Como cumprir esta missão tão nobre e tão difícil? Como proceder para que a liberdade humana seja, para todos, liberdade do bem e para que a sociedade se humanize a ponto de atingir esse alto ideal da modernidade que é a fraternidade, tornando-se, assim, família de irmãos? Para isso, é inegável o valor do progresso cultural e civilizacional, o contributo indispensável da educação, a força persuasiva e preventiva da lei e até aqueles sentimentos de interdependência que arrancam da natural condição humana da necessidade do outro para a sua própria sobrevivência. Mas, tudo isto, pode parecer exterior à pessoa e até imposição de fora. E a imposição possui sempre o cunho de odioso. Por isso, nós, os cristãos, acrescentamos algo que é muito mais interno e profundamente humano: um coração bom e generoso, trabalhado pela força do Espírito de Deus e da nossa vontade e formado continuamente segundo o exemplo do coração bondoso e magnânimo de Jesus Cristo que não reserva nada para Si, mas Se dá todo aos outros, até ao fim, até à dádiva da própria vida.

Caros militares da GNR, enquanto bispo e enquanto crente é o que ouso propor-vos. Usai sempre um coração cheio do Espírito de Jesus ressuscitado na vossa nobre função social. Mas em círculos concêntricos que se alargam. Começai na ordem da vossa vida familiar: afastai o mal da divisão, da tristeza, da incompreensão, do egoísmo, da insensibilidade, da violência e outros e redimi-os na generosidade operativa de verdes na pessoa do familiar o próprio rosto de Jesus. Sim, vede Jesus na vossa esposa ou marido e nos vossos filhos e as relações familiares transformam-se. Depois, privilegiai aqueles que participam da vossa condição de servidores do bem público na mesma força de segurança. Conhecemos bem as imensas carências e dificuldades que alguns têm de suportar nos difíceis tempos que correm. Pois, é aí que mais se reclama a nossa presença solidária no amparo emocional, na proximidade afectiva, no apoio psicológico e, obviamente, em todos os tipos de ajuda, incluindo a económica. Evidentemente, para se chegar a esta actuação positiva, mas difícil, há que, previamente, retirar as negatividades em que, muitas vezes, nos enrolamos: a competição doentia, os ciúmes que levam à inveja, a indiferença que mata, a frieza que nos separa, as incompreensões que podem conduzir ao desejo de vingança.

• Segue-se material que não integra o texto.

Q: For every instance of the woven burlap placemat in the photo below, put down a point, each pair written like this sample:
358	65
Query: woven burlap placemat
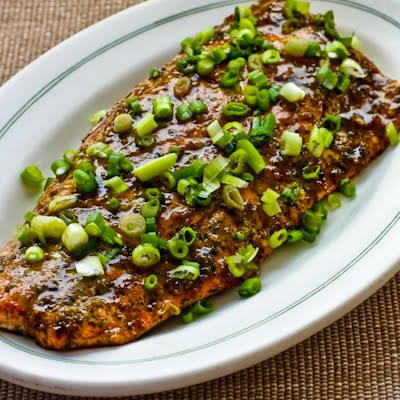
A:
355	358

Sim, que a GNR se distinga, a nível interno e da família, por este timbre de qualidade relacional que, em termos religiosos, poderíamos denominar como fraternidade de irmãos. E se estes valores forem vividos com convicção, acabam por passar para o exterior, na vosso missão social, e sereis agentes privilegiados da edificação da civilização do amor, da liberdade, da justiça e da paz, ao fim e ao cabo, anseio profundo de todos os homens e mulheres, mesmo que o não formulem.

Invoco para vós e para esta missão o especial auxílio da nossa Padroeira, Nossa Senhora do Carmo. Que com a sua solicitude materna se ponha fim ao abismo do mistério do mal e, no Espírito do seu Filho ressuscitado, participemos na qualidade da Sua vida nova.